Au-delà de l’aspect fiscal, il y a l’aspect administratif et déclaratif. Par exemple, créer un établissement secondaire représente une sacré paperasse, pas tant pour la création juridique (bien que...), mais pour toutes les déclarations au quotidien...Souvent, l'administration, elle-même, hésite sur les formulaires ou ne sait pas comment remplir correctement cette paperasse compte tenu du caractère unique de chaque entreprise ; autant de frein à la prise de risques et à la croissance quand on sait que les TPE représentent 95% du tissus économique français.
Et on s'étonne qu'elles ne veulent pas grandir ni se tourner vers l'international (encore plus de paperasse!).

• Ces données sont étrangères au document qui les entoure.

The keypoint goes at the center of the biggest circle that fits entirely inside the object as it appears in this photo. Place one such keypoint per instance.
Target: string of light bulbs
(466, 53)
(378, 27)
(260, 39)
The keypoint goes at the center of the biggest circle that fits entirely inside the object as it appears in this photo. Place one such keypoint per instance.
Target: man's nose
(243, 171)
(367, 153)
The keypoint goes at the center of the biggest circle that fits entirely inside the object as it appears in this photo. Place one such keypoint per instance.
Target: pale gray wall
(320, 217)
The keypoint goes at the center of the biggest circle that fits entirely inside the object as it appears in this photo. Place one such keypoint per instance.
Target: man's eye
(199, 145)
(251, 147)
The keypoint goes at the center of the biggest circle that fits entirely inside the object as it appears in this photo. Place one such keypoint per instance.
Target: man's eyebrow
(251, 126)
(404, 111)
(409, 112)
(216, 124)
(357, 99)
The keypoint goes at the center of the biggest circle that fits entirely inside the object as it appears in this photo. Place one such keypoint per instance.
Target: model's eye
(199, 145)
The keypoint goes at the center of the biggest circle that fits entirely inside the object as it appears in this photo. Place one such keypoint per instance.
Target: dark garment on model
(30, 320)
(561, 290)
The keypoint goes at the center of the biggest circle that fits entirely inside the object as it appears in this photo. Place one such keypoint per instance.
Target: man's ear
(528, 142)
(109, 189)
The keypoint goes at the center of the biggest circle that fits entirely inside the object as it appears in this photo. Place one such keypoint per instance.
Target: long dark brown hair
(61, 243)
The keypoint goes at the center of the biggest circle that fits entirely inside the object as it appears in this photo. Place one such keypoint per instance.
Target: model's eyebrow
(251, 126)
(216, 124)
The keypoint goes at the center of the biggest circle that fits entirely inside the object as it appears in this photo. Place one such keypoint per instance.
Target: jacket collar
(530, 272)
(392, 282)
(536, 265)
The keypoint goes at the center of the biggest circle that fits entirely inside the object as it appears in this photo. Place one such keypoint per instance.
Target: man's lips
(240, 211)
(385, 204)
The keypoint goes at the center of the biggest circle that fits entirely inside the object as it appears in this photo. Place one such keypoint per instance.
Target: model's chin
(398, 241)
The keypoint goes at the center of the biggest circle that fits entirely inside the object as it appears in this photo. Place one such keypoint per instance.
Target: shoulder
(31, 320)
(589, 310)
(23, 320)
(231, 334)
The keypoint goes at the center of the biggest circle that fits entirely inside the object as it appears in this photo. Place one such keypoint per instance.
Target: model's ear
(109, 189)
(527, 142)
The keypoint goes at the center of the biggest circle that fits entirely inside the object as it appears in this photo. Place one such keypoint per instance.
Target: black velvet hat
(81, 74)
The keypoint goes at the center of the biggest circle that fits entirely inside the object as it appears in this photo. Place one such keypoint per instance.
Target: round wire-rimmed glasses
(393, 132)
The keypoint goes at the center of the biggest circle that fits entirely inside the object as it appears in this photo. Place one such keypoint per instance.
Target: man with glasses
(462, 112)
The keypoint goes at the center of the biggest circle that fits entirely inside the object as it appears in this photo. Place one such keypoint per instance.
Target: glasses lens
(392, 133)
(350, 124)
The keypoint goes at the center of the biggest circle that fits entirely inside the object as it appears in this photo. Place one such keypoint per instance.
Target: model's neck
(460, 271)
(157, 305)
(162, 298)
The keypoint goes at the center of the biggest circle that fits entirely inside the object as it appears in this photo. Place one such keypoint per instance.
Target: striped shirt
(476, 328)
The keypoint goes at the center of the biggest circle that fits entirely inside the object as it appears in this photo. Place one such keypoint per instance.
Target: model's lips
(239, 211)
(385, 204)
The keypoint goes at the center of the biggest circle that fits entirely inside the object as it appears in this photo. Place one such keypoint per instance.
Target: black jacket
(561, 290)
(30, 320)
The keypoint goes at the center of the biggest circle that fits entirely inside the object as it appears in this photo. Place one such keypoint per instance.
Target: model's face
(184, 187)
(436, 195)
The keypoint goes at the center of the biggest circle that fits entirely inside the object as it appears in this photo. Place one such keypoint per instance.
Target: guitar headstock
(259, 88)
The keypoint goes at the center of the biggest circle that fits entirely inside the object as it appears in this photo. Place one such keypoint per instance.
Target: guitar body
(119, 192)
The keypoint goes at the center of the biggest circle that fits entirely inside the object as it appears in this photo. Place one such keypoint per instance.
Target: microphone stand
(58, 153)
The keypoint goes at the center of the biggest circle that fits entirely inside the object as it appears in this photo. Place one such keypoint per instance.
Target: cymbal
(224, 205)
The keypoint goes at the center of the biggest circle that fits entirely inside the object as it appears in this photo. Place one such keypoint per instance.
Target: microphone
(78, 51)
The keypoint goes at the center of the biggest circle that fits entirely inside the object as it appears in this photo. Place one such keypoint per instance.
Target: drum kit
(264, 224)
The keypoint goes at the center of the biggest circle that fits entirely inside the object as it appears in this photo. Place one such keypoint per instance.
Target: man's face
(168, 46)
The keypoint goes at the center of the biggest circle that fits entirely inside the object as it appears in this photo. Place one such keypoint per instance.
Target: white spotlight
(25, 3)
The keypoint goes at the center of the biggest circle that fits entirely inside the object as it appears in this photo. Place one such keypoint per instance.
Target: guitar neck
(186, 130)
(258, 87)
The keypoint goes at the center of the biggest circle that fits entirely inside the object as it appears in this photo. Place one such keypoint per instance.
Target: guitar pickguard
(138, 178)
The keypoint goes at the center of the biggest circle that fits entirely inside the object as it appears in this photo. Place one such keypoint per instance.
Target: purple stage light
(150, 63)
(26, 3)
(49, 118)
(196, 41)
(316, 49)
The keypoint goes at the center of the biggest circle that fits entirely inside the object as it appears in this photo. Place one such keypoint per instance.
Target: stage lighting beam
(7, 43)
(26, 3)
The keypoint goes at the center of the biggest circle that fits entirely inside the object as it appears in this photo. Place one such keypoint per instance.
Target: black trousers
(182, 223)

Au delà, le mille-feuille législatif provoque aussi de l’incertitude quant à la légalité et la manière de procéder dans un grand nombre de cas. Les agents de la DGFIP admettent eux même ne pas pouvoir répondre, de peur d'engager l'administration fiscale à tort. Pour éviter une catastrophe en cas de contrôle, il reste la solution du rescrit fiscal qui est une perte de temps supplémentaire, dont PME en maîtrise les rouages et qui n’empêchera pas de rester sans réponse.


Des portes dérobées

Certains arrivent à profiter de ce système en exploitant les niches fiscales, les paradis fiscaux ou les ficelles du pouvoir. Avec l’aide d’une batterie de fiscalistes, de gestionnaires de patrimoine ou d’inspecteur des impôts reconvertis, les experts se livrent à de l’optimisation fiscale tant que cela reste légal, et à de l’évasion/fraude fiscale lorsque les mécanismes sont hors-la-loi. La frontière entre les deux mondes est mince voire poreuse car soumise à une grande subjectivité. Simplifier la fiscalité française serait un moyen efficace de lutter contre ces comportements. Les équipes de contrôleurs et d’inspecteurs des finances publiques devraient également gonfler, non seulement pour les contrôles, mais aussi pour l’aspect pédagogique.
Tout cela ne plairait probablement pas à certains groupes de pression mais ce serait pour le bien de la majorité. Cette efficacité renforcée de l’économie du pays améliorerait notre attractivité.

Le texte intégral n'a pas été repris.